The Voice of Guanacaste requested information from the Judicial Investigation Agency (OIJ) about the status of the investigation and the measures they have taken to protect Bertilia. However, as of the close of this edition, we didn’t get a response.

Berti’s day to day life consists of taking safety measures to avoid running into her attacker and going to medical appointments to try to improve the quality of life that she lost after the attack.

That episode left a mark on her life physically and emotionally. Two years later, she has splinters in her brain and in the back of her right eye. That is why Berti has to sleep sitting up.

Although she claims that she doesn’t hold a grudge against anyone, Bertilia wants justice for herself and for any other woman, because she’s afraid that another woman will end up suffering the same treatment at the hands of her ex.

Dream to Survive

After the attack, the doctors ordered all of the mirrors in all of the women’s rooms to be turned over so that Bertilia couldn’t see her reflection.
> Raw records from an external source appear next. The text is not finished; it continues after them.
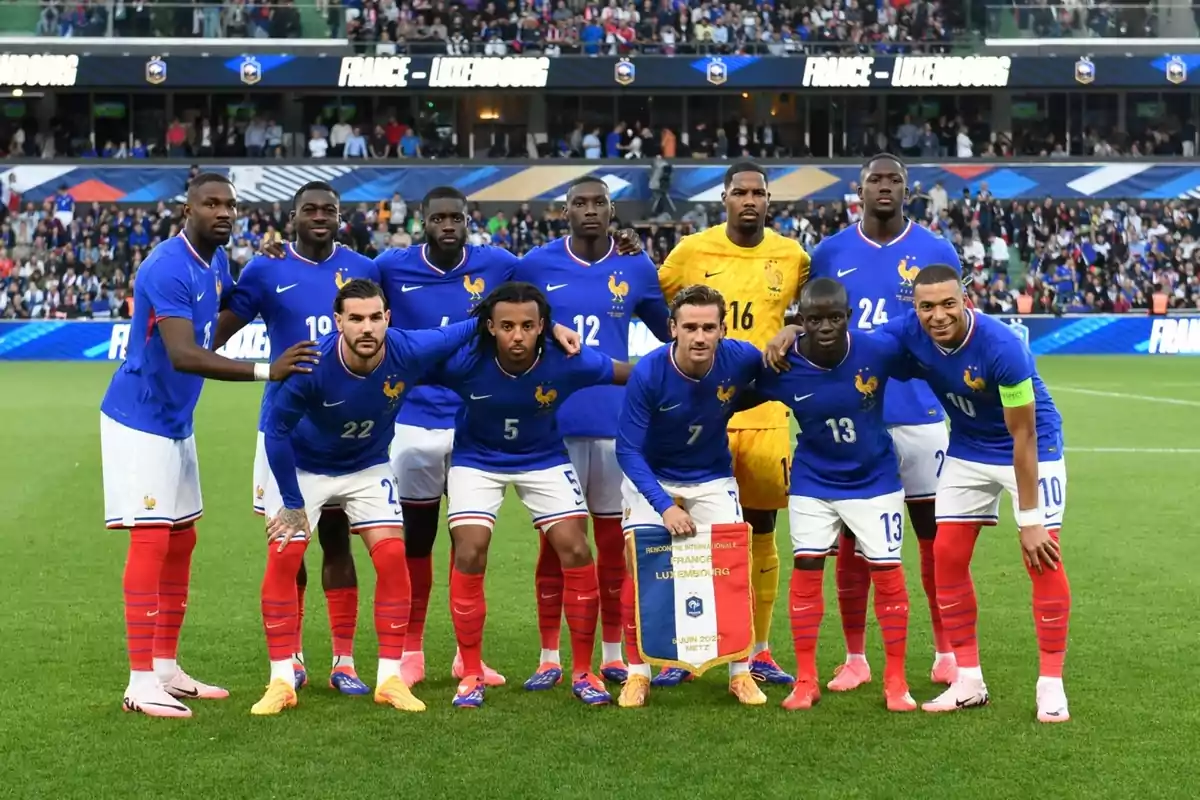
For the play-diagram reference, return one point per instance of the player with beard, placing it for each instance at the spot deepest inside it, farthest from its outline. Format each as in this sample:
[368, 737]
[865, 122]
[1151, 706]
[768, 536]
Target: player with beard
[877, 262]
[327, 439]
[600, 290]
[148, 450]
[760, 274]
[294, 296]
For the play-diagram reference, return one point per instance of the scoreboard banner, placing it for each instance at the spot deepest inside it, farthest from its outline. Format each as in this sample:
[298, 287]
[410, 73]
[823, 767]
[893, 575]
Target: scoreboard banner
[1069, 335]
[131, 181]
[861, 73]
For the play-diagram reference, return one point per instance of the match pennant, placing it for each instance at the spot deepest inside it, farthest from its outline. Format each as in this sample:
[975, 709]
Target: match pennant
[693, 596]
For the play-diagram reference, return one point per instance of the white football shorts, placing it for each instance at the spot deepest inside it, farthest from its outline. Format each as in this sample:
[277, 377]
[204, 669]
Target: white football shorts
[595, 465]
[712, 503]
[921, 450]
[420, 459]
[970, 492]
[149, 480]
[877, 524]
[551, 495]
[369, 497]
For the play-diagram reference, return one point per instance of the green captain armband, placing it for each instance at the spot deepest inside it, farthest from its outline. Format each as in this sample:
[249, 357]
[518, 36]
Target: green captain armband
[1017, 396]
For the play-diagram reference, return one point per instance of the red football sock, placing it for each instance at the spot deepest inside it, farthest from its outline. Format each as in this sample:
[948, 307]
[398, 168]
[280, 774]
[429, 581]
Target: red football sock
[173, 581]
[343, 618]
[808, 608]
[281, 609]
[143, 573]
[1051, 617]
[468, 607]
[420, 573]
[610, 575]
[941, 642]
[892, 611]
[582, 603]
[629, 617]
[957, 600]
[298, 648]
[853, 578]
[547, 582]
[394, 596]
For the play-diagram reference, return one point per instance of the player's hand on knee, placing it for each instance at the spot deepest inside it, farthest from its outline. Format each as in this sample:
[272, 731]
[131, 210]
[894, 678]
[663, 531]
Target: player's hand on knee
[271, 247]
[678, 522]
[774, 355]
[300, 356]
[628, 242]
[287, 525]
[568, 338]
[1039, 549]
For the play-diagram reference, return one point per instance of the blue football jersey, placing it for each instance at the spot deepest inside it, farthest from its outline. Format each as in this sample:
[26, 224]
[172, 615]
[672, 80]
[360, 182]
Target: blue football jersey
[333, 421]
[147, 394]
[967, 382]
[507, 422]
[843, 450]
[294, 296]
[673, 426]
[879, 281]
[599, 300]
[423, 295]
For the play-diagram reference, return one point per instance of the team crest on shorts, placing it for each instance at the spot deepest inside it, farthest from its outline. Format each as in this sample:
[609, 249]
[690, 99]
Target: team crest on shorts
[868, 385]
[774, 277]
[474, 288]
[545, 396]
[725, 394]
[393, 389]
[975, 382]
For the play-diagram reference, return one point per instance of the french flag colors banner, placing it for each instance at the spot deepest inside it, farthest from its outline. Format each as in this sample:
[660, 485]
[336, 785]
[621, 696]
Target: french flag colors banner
[694, 600]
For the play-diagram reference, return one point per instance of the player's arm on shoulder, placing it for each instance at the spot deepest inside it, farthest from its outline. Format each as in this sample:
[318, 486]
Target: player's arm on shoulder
[239, 306]
[652, 306]
[285, 413]
[633, 425]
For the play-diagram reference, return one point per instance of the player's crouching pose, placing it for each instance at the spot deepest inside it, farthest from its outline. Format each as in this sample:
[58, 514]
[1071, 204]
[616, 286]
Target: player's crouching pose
[148, 450]
[844, 473]
[1006, 434]
[672, 441]
[507, 435]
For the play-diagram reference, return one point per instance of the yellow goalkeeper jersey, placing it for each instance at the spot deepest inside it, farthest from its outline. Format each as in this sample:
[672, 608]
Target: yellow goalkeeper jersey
[759, 284]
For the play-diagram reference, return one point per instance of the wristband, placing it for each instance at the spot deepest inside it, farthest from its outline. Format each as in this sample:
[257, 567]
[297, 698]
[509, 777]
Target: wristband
[1027, 517]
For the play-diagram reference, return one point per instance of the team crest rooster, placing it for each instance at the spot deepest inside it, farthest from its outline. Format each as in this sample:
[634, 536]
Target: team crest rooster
[393, 390]
[545, 398]
[474, 288]
[907, 274]
[973, 382]
[618, 289]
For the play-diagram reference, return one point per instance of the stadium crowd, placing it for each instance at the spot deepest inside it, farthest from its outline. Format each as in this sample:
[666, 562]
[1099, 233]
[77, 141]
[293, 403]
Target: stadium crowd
[64, 260]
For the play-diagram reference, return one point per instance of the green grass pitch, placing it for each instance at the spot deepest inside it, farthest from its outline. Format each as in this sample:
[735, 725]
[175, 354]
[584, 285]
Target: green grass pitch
[1129, 543]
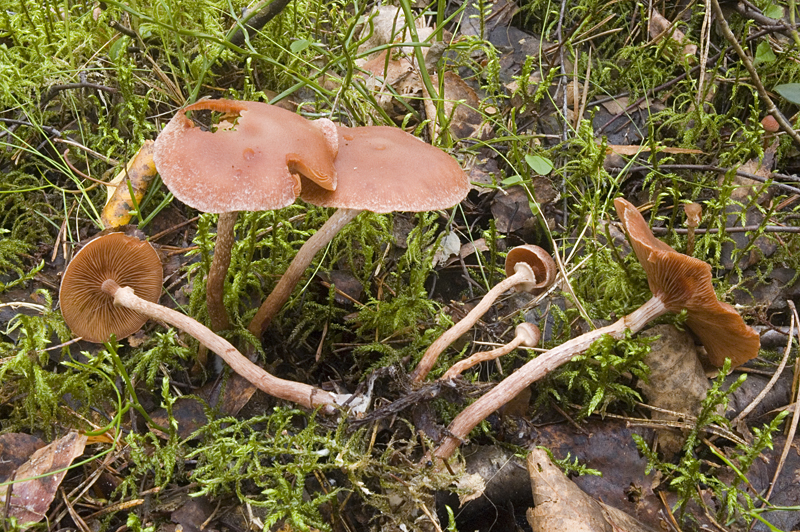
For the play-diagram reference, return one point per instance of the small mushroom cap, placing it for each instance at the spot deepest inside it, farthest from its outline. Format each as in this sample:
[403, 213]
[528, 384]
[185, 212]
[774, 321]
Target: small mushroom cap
[683, 282]
[89, 311]
[252, 165]
[529, 332]
[540, 261]
[770, 125]
[384, 169]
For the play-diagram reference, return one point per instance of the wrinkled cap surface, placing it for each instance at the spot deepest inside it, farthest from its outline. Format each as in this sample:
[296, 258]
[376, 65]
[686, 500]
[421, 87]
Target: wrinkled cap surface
[683, 282]
[384, 169]
[251, 164]
[543, 266]
[88, 311]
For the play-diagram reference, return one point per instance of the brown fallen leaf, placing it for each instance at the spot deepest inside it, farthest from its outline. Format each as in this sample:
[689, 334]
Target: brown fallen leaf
[37, 480]
[560, 506]
[140, 170]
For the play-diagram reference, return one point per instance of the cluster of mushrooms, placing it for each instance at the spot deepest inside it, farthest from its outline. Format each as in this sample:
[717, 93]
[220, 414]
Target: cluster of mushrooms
[263, 157]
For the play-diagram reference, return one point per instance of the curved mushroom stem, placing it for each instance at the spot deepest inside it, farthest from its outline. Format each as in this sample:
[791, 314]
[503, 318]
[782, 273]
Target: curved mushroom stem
[300, 393]
[523, 274]
[527, 334]
[280, 294]
[215, 284]
[537, 368]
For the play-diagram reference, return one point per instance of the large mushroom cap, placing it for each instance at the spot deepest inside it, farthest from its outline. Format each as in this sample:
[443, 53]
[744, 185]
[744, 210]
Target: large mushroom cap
[251, 165]
[89, 311]
[682, 282]
[384, 169]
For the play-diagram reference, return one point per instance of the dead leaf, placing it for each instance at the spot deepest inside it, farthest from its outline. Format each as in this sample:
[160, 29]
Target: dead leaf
[140, 170]
[449, 246]
[560, 506]
[473, 247]
[37, 480]
[511, 210]
[677, 382]
[15, 449]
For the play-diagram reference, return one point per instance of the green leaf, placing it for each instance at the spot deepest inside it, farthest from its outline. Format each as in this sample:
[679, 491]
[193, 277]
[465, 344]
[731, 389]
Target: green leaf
[512, 180]
[540, 165]
[764, 53]
[299, 45]
[789, 92]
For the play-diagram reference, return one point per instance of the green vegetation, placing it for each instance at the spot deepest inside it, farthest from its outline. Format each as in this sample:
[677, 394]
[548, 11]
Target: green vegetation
[83, 84]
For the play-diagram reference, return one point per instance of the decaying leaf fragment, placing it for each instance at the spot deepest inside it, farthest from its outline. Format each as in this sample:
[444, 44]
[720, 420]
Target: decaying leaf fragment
[561, 506]
[140, 170]
[30, 499]
[677, 382]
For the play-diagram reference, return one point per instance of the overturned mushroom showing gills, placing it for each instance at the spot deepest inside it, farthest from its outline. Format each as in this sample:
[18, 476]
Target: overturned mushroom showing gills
[252, 163]
[380, 169]
[97, 300]
[528, 268]
[526, 334]
[677, 282]
[88, 311]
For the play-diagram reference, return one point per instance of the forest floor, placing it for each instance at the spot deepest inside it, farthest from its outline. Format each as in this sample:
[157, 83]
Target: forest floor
[553, 110]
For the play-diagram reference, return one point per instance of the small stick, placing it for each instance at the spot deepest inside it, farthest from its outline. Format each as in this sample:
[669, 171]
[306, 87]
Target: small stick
[526, 334]
[762, 92]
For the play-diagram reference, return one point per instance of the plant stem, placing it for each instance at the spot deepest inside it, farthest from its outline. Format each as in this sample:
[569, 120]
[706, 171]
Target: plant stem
[300, 393]
[283, 290]
[537, 368]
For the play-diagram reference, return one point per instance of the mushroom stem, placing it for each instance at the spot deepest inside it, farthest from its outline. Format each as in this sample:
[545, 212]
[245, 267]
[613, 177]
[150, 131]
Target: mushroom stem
[526, 334]
[300, 393]
[537, 368]
[215, 284]
[523, 274]
[280, 294]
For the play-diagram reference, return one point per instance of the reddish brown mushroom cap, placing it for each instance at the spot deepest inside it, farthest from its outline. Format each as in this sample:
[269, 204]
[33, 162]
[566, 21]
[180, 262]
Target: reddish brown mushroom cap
[384, 169]
[542, 264]
[89, 311]
[252, 165]
[682, 282]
They feared that if she looked at her disfigured face, she would have suicidal thoughts. Instead, when she saw her wounds, she smiled. “At least I didn’t end up that ugly,” she joked.

Berti is happy and dreams as an act of resilience. She said that the reason she didn’t die after those beatings is because she wants to fulfill several goals: travel and dance at each destination, get piercings and tattoos all over her body, and get back to cooking, but now because she enjoys it and not because someone else tells her to. She can set these goals now in her 50s, because for the first time she feels free.

She has lived through storms and a lot of pain, but now she divides her life into two stories: one, a tragic tale full of abuse and the other other, the one she uses to get through each day with that broad smile of hers, the story of a dreamer whose goals keep her alive.

Next year, when she can save enough money, she plans to get a tattoo where the wounds on her arms are. She says she wants to rewrite her story, delete the victim and become her own heroine, the one who built her own protective wall, got rid of violent traditions and now lives to be happy, to be Bertilia.